Mas chuviscava, e bateu preguiça. Nem bem passei a terceira e já chegava ao bar, ao lado das boates onde fervilhavam os jovens músicos da época – do Chico Buarque, que fazia show com a Odete Lara no Arpège, ao pessoal do Grupo Manifesto, Gutemberg Guarabira & Cia. Todos saíam das boates e terminavam a noite no Careca.

Nem bem adentrei o expediente, meu saudoso e prezado Afonsinho e sua bateria desceram de um táxi, vindos de um baile na Zona Norte. Um encontro desses, assim na madrugada, merecia um chope, né mesmo?

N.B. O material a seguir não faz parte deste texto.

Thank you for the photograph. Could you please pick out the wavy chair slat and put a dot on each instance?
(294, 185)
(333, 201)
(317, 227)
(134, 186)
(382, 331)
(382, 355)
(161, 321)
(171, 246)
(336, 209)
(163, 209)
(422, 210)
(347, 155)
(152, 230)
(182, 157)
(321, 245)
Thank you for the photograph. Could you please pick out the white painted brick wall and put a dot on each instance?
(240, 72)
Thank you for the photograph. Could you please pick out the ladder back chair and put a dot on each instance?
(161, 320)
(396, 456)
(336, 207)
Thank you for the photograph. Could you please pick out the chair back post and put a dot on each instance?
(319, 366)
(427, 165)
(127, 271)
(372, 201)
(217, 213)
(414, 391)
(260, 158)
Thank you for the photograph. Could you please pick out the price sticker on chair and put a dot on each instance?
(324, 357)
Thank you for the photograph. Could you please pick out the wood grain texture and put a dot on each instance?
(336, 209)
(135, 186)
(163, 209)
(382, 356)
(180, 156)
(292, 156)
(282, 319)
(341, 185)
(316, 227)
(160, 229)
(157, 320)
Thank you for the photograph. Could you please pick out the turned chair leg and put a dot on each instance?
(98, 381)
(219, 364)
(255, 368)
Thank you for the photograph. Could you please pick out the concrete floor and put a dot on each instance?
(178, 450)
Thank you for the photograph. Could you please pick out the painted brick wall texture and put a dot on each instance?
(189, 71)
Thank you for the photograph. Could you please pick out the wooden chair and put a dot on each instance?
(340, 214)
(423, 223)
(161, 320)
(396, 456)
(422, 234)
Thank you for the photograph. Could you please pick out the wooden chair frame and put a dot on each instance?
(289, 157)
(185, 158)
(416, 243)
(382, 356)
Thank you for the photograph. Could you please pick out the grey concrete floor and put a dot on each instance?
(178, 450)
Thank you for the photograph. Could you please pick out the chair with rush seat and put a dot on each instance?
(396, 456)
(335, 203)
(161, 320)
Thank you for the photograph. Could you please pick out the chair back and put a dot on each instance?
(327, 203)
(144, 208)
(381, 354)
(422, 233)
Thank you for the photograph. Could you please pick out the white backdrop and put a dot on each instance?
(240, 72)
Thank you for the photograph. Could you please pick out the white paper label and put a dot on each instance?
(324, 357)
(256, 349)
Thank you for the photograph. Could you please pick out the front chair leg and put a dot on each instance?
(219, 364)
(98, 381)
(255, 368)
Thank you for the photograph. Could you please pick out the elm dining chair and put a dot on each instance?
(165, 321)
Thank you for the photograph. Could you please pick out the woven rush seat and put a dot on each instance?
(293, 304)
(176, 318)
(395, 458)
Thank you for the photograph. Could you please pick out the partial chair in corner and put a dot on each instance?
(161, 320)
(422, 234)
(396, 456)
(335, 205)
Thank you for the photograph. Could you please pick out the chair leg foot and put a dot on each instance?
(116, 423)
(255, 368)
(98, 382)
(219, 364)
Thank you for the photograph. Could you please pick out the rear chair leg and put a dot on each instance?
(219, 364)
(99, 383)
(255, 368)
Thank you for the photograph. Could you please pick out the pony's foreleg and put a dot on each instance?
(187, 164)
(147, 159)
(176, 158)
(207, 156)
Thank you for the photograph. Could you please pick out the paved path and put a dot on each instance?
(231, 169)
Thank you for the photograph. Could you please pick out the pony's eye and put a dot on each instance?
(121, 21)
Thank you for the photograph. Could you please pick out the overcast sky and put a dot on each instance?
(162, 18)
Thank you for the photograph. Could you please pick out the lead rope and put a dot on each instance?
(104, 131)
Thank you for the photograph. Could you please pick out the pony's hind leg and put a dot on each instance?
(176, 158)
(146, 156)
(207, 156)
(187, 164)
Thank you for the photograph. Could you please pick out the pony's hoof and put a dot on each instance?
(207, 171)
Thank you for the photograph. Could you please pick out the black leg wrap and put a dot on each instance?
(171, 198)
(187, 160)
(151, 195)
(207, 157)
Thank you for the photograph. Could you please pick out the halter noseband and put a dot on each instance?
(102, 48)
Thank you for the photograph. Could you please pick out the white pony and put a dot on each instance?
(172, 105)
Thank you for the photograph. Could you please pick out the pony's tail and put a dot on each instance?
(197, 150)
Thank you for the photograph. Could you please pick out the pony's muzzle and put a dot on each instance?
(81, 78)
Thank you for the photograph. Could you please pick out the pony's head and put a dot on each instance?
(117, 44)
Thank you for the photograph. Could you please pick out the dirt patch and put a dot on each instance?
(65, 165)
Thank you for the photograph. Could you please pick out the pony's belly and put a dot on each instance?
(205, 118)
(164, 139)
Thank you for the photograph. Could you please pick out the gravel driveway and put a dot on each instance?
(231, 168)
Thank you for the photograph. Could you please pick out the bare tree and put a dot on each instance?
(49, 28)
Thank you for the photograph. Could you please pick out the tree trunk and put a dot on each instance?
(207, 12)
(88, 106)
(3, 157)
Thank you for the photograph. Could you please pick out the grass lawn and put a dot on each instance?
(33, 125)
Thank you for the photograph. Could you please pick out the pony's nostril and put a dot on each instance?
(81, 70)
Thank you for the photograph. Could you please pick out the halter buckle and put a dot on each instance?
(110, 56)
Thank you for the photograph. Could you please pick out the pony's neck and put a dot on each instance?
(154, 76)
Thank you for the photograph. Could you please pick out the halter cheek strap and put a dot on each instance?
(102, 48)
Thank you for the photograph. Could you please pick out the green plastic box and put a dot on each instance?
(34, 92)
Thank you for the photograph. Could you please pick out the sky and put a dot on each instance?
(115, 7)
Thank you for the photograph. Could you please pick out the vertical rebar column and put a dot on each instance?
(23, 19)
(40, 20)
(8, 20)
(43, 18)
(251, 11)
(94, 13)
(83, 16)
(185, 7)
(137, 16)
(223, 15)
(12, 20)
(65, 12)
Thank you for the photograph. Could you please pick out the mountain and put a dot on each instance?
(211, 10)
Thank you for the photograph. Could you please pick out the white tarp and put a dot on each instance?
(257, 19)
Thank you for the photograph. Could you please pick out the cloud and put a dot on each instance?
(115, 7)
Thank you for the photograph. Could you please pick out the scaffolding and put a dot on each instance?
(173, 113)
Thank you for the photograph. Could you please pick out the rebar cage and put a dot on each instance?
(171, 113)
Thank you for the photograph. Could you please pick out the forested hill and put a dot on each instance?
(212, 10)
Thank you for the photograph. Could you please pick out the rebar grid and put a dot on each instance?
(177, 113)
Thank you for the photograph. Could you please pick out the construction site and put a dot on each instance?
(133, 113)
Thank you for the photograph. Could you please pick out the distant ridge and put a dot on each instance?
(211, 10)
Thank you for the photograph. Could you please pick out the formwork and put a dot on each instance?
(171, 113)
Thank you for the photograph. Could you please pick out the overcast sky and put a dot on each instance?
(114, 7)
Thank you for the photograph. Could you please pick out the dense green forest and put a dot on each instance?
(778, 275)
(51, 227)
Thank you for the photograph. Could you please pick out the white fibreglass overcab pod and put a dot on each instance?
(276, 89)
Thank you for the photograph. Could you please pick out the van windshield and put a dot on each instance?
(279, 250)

Uns dez chopes depois, resolvi dar uma carona pro meu amigo e sua bateria. Nem bem entramos no carro e perguntei (de onde fui tirar isso?) se ele já tinha ido alguma vez ao Cristo Redentor.

Pois é, nós morávamos no Rio há uns quatro anos e nunca subimos o Corcovado – “o Redentor, que lindo” da canção do Tom Jobim. “Ora, ora, Afonsinho, então vamos lá”. E fomos, em meio à chuva, os chopes ainda chacoalhando em nós. No final do Cosme Velho, paramos numa padaria, o dia já querendo vir, e compramos uma garrafa de Fogo Paulista. Até hoje, só de ouvir esse nome já me sinto meio nauseado.

Na subida, Fogo Paulista rolando, o Gordini ia também rolando na pista molhada, em meio a curvas e mais curvas (pra quê tanta curva, meu Cristo?) – e nada do Redentor surgir. Lá pelas tantas, o Gordini deu uma rabeada, pura imperícia de motorista iniciante, e Afonsinho se assustou. Tudo bem, eu disse: “tamo subindo, mas já tô testando o freio pra descida”. Não sei se Afonsinho acreditou na tirada surrealista, mas lá fomos nós até el cumbre del Corcovado. Nem bem os faróis bateram no platô vi dois fuscas e um punhado de gente estranha parecendo dividir drogas, roubo, coisas da malandragem. Reduzi o bólido num só lance, dei meia volta e desci desabalado.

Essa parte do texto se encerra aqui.